Edith had slept soundly, and when at last her mother came and stood beside the bed she lay in the same deep slumber, with a bright flush on her cheeks and her arm still stretched over the spot where but an hour ago a little pink-and-white baby lay. It was gone now, but she did not know it, or dream of the anguish in store for her when she should rouse from the sleep which lasted until near midnight. Then with a suddenstart and sense of danger she woke, and sitting up in bed felt for her child under the sheet,—on the pillow,—under the pillow,—on the counterpane,—everywhere, but all in vain. Baby was gone, and in a voice husky with fright and terror she called to the figure sitting so motionless by the fire, “Mother, mother, where is baby? Is she in your lap, mother?” and, alarmed at Mrs. Fordham’s ominous silence, Edith sprang to her side, and with a sensation as if her heart was bursting from her throat, gasped out:

“Mother, tell me;—what have you done with my child?”

And Mrs. Fordham did tell her, while Edith listened like one paralyzed beyond the power to move. Speak she could not at first, for a horrible suffocating sensation in her throat; but her face was deadly pale and her lips quivered, while the fury of a tigress when bereft of its young glared from her eyes.
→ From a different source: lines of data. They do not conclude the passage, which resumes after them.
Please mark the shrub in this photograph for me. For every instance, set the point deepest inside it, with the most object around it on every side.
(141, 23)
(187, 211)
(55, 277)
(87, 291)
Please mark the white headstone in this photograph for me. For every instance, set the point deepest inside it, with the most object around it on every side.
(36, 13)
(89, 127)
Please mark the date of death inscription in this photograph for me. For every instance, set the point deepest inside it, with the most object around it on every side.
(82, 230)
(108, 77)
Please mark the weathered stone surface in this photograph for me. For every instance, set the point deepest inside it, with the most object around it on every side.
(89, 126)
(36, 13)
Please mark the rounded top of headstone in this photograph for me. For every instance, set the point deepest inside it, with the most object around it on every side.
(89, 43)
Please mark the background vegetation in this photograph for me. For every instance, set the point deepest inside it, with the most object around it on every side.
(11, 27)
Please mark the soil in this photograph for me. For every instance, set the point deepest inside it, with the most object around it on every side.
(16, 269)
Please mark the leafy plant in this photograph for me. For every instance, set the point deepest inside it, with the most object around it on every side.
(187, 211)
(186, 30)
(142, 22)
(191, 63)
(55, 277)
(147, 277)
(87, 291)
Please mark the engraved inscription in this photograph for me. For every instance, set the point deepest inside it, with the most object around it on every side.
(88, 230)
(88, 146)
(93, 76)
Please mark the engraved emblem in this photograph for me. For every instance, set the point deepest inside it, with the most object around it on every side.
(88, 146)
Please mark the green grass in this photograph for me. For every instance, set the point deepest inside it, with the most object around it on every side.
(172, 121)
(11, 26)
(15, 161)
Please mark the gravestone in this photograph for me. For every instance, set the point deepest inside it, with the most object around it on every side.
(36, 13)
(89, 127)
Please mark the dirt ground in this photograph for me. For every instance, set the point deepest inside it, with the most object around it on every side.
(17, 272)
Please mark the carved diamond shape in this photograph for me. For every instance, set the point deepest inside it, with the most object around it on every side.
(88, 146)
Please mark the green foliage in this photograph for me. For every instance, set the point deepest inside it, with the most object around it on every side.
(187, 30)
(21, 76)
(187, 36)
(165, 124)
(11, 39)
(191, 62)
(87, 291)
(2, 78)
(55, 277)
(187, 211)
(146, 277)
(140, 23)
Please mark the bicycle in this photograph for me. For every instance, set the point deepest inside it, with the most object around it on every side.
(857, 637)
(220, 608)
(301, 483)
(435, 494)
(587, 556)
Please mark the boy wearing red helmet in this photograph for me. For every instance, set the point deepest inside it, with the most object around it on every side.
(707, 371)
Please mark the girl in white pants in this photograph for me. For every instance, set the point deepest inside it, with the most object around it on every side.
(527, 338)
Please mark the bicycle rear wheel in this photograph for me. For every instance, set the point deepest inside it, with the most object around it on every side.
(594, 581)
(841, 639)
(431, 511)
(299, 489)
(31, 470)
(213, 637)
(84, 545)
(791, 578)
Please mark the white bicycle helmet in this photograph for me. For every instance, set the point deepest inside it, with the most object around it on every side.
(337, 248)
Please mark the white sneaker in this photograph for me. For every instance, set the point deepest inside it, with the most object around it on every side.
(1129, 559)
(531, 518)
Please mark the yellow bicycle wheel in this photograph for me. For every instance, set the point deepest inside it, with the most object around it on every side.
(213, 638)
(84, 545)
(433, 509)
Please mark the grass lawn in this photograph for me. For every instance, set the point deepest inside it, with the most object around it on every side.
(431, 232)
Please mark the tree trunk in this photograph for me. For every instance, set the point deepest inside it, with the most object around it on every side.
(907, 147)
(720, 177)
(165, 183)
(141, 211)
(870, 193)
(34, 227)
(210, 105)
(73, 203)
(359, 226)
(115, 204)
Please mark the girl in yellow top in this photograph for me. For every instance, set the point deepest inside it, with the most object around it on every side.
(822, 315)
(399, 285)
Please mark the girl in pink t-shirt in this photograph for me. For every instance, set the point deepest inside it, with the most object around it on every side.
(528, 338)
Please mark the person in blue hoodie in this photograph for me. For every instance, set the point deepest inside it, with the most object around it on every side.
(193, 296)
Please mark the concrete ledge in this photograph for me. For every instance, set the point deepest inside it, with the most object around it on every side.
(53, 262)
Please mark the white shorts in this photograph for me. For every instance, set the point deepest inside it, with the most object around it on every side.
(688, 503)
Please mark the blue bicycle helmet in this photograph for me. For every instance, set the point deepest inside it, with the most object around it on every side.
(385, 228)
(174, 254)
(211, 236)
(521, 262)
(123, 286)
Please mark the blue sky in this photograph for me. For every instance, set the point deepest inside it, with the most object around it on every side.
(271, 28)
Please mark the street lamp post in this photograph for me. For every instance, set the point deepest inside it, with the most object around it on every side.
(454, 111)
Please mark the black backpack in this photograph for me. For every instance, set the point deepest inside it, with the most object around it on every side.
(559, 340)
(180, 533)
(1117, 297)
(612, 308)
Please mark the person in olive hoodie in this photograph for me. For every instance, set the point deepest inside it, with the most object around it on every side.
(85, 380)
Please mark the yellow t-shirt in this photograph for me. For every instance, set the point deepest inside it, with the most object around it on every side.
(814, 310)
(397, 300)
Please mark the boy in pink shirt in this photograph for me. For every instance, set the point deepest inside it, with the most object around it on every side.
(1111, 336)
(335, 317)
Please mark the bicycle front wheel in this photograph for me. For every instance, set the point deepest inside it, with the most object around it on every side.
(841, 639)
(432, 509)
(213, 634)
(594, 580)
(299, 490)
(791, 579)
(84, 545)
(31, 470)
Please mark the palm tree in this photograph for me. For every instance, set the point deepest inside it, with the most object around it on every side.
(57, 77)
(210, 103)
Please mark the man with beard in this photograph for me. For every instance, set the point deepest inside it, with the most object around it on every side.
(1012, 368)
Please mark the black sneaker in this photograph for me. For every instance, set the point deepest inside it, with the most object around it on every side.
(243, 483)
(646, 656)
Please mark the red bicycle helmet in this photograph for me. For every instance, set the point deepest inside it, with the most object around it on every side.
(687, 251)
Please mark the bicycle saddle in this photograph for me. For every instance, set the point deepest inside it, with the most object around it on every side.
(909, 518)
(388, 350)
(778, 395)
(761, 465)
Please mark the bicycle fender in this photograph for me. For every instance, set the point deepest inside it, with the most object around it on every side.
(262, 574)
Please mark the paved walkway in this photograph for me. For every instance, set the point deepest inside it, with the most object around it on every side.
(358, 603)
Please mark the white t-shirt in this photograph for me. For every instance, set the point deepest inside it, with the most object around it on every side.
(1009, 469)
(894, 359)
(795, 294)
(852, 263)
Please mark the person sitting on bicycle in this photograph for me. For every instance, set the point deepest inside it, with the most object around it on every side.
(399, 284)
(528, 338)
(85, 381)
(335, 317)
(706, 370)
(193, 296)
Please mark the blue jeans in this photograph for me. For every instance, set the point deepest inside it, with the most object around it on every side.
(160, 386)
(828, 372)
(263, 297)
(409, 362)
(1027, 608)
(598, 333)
At last she found her voice, and the words rang through the room with terrible distinctness.

“Mother, may God’s curse fall on you, if a hair of baby’s head is harmed, and if, when I am strong and well, and able to cope with you, I fail to find my darling may He turn every happiness I ever hope to know into sorrow, and blight the dearest earthly wish I may ever have again.”

Then she fell fainting at the feet of her mother, who, if not moved by the denunciation against herself, was alarmed at the death-like unconsciousness which lasted so long. But youth and health can endure much and live, and Edith came back to life and sense again, but lay utterly prostrate and helpless, with a choking lump in her throat which prevented her from speaking above the faintest whisper. To move her that day to other and better quarters was impossible, nor did Mrs. Fordham care particularly to do it. No one there would know of the child’s absence, for no one ever came into their room except Mary Stover, who was always quiet and respectful, and who on this day when she brought up warm water for the tea, never spoke or seemed to notice anything.
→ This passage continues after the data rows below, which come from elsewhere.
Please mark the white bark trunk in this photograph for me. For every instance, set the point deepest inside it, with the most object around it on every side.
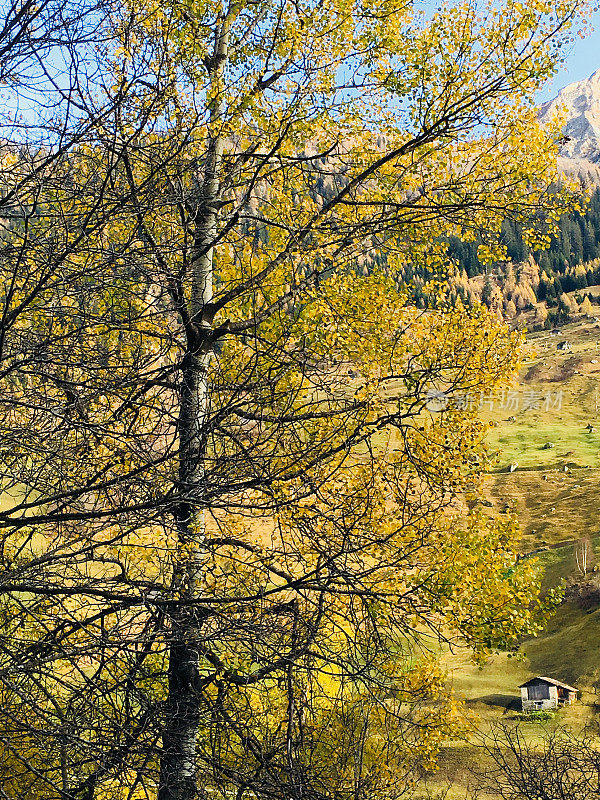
(178, 773)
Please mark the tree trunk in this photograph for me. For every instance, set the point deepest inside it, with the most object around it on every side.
(178, 767)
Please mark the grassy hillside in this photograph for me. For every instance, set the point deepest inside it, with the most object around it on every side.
(554, 491)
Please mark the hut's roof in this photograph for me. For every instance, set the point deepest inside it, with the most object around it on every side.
(551, 681)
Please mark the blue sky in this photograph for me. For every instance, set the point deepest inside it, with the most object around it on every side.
(581, 61)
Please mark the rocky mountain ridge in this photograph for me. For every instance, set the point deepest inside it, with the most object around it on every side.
(580, 154)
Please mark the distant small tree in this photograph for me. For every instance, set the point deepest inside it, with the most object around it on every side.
(586, 306)
(584, 555)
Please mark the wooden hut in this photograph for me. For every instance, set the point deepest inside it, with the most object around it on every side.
(540, 693)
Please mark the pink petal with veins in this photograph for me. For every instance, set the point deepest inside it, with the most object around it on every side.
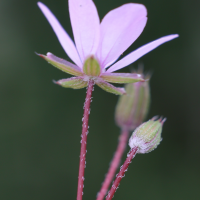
(119, 29)
(132, 57)
(61, 34)
(86, 26)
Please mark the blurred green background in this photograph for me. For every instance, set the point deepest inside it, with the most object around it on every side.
(40, 122)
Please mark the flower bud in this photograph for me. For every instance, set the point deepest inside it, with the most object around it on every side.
(133, 107)
(147, 136)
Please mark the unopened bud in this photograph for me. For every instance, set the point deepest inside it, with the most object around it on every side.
(147, 136)
(132, 107)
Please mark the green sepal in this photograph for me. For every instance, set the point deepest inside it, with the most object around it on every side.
(121, 77)
(62, 64)
(110, 88)
(91, 67)
(74, 83)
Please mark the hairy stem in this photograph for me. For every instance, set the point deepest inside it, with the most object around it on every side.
(114, 164)
(121, 173)
(82, 161)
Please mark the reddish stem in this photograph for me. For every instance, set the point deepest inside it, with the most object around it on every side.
(114, 164)
(84, 139)
(121, 173)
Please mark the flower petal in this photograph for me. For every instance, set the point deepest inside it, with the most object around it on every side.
(121, 77)
(85, 24)
(74, 83)
(61, 34)
(62, 64)
(119, 29)
(110, 88)
(132, 57)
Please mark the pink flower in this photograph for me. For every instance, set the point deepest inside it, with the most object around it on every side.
(99, 45)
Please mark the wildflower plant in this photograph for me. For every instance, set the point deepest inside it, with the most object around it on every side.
(95, 53)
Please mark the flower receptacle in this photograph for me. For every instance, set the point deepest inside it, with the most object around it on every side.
(133, 107)
(91, 67)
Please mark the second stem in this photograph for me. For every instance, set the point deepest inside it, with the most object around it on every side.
(85, 120)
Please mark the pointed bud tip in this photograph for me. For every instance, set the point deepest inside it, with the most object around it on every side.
(148, 135)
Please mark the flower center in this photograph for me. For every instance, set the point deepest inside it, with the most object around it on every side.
(91, 67)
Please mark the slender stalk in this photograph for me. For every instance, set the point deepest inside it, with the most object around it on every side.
(121, 173)
(84, 140)
(114, 164)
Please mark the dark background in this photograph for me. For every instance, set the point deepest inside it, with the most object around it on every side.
(40, 122)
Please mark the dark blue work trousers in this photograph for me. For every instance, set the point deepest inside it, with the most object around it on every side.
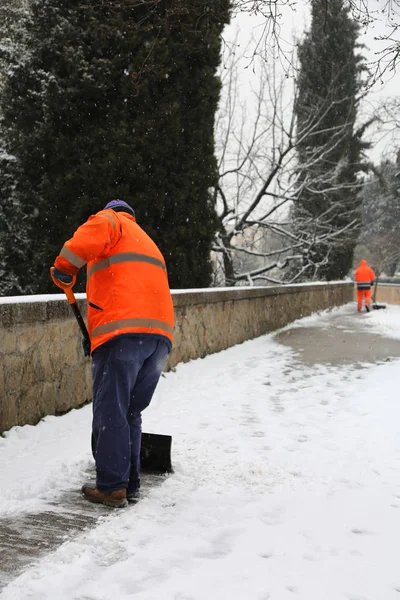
(125, 374)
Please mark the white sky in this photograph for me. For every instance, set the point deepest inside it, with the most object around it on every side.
(286, 484)
(293, 24)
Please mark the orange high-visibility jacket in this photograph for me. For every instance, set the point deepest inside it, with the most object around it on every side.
(127, 284)
(364, 276)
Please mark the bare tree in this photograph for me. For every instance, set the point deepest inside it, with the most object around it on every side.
(381, 16)
(260, 181)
Next morning Edith was better, and when Mary came with the breakfast she was bidden to tell her mistress that Mrs.Fordham was going away at once, but would pay the month’s rent just the same.
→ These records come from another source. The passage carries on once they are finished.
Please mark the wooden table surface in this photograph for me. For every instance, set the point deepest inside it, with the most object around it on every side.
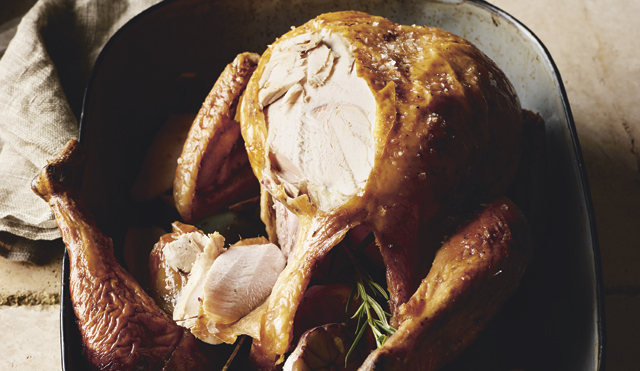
(596, 46)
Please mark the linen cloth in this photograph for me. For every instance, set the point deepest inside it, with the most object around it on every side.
(43, 74)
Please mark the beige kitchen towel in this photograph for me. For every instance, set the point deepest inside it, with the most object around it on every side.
(43, 74)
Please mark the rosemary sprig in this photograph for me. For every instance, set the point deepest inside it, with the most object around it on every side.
(379, 326)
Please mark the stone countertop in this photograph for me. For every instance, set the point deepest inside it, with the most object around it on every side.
(596, 46)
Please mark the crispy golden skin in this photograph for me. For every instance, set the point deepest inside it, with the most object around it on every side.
(121, 327)
(448, 129)
(213, 171)
(473, 273)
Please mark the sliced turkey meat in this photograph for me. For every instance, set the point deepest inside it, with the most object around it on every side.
(225, 286)
(352, 119)
(239, 280)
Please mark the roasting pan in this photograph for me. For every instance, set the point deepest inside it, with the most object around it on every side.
(167, 58)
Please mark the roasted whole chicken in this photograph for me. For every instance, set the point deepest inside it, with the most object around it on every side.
(382, 154)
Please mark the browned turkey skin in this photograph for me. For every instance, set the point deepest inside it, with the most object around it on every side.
(417, 123)
(121, 326)
(441, 128)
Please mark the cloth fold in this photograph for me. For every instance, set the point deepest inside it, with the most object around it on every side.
(43, 75)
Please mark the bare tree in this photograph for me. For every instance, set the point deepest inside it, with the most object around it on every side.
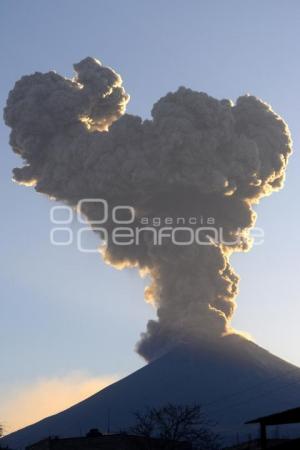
(177, 423)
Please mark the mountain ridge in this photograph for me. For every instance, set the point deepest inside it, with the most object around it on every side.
(233, 379)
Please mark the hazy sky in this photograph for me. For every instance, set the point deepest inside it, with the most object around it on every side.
(64, 312)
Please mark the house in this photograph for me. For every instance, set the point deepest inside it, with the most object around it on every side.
(94, 440)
“Very well, ma’am. I’ll tell her when she comes in. She’s out marketin’ now,” was the girl’s reply as she left the room; and when Mrs. Jones, the owner of the house, returned, her late lodgers were gone, and Mary handed her the rent for the whole month, as Mrs. Fordham had bidden her to do.

Mrs. Jones was surprised at the sudden departure of people of whom she had been a little proud, inasmuch as they were above the class which usually stopped with her, but the money for the whole month and the certainty that she knew of other lodgers to take the rooms, kept her quiet, and she merely said:

“They were in a mighty hurry to be off. Do you know where they are gone?”

Mary did not. A handsome carriage had come for them, and madam almost carried the young lady to it, she said, adding:

“That was a very pretty lass, with the sweetest face I ever saw.”

To this Mrs. Jones assented, and as just then there was a ring, and people were announced looking for rooms, her late tenants passed as completely from her mind as they passed from her surroundings to a new life in a pleasanter part of London.